Section 100.5(f) of the Rules of the Chief Administrator of the Courts provides in relevant part as follows:
(f) Practice of Law:...No judge who is permitted to practice law shall permit his or her partners or associates to practice law in the court in which he or she is a judge. No judge who is permitted to practice law shall permit the practice of law in his or her court by the law partners or associates of another judge of the same court who is permitted to practice law.
From the submission, it appears that there would be a minimal change in the judge’s legal arrangement, namely a cessation of employment with the firm, a removal of the judge’s name from the firm letterhead, and at tenancy between the firm and the judge.
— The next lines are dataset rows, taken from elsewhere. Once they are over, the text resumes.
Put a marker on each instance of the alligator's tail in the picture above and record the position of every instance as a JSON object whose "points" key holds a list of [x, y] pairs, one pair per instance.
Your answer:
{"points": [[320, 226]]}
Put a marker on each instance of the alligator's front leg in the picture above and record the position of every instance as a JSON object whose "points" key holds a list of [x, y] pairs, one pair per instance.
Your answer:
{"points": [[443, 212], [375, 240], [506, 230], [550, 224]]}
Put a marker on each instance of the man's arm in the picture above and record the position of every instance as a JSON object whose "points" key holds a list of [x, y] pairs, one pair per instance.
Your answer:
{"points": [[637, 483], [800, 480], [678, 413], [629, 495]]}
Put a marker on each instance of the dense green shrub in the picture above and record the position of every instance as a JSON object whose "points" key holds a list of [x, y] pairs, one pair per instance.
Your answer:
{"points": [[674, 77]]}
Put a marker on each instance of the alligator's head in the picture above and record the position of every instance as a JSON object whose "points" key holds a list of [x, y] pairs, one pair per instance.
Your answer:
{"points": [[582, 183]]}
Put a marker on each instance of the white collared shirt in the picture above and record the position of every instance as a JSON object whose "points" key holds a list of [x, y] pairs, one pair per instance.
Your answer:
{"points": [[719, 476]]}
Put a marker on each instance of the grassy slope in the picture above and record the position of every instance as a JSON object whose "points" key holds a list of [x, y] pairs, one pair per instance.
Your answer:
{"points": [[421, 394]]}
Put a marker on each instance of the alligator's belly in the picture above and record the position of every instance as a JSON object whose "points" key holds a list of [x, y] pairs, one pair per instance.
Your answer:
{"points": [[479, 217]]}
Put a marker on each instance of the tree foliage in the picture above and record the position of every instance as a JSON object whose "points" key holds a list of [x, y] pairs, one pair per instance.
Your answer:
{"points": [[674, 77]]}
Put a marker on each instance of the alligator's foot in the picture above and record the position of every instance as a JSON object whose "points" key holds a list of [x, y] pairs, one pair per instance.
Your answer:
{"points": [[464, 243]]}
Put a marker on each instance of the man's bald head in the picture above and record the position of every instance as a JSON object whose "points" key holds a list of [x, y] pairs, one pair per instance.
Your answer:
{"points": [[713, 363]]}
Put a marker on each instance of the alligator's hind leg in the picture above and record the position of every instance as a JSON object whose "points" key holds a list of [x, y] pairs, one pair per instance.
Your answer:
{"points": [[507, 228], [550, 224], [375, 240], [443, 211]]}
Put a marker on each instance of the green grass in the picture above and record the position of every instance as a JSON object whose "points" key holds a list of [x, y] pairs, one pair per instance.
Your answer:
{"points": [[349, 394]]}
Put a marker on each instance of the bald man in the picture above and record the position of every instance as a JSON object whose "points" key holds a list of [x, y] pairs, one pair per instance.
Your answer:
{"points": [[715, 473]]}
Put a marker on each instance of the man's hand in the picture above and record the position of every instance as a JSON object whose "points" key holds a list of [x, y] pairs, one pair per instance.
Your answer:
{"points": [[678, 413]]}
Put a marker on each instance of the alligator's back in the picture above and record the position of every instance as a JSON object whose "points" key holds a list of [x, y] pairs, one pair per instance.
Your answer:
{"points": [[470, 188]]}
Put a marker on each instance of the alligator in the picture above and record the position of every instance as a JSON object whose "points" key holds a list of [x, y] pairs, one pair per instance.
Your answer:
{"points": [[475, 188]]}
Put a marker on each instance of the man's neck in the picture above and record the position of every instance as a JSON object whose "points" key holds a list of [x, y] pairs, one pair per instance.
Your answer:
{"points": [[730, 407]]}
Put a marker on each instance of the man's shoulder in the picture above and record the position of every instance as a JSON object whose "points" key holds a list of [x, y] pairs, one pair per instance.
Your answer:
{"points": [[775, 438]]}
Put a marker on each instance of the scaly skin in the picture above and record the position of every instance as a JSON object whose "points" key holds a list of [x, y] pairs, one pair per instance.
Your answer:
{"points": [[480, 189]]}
But this would not alter the public perception that the judge remains associated in the practice of law with that firm.
Under the proposed change to an office space-sharing arrangement, the judge and the members of the firm would continue to have a business relationship, which is equivalent at least in terms of public perception to the continuation of an association with the firm and, therefore, pursuant to the applicable rule, since the law office association would continue, it disqualifies the judge, or any judge of the same court from presiding over any matter in which the members of the firm appear. See Opinion 89-07 (Vol. III). The situation would be different if, as the judge suggests, the judge does not continue any association with the firm and seeks office quarters elsewhere.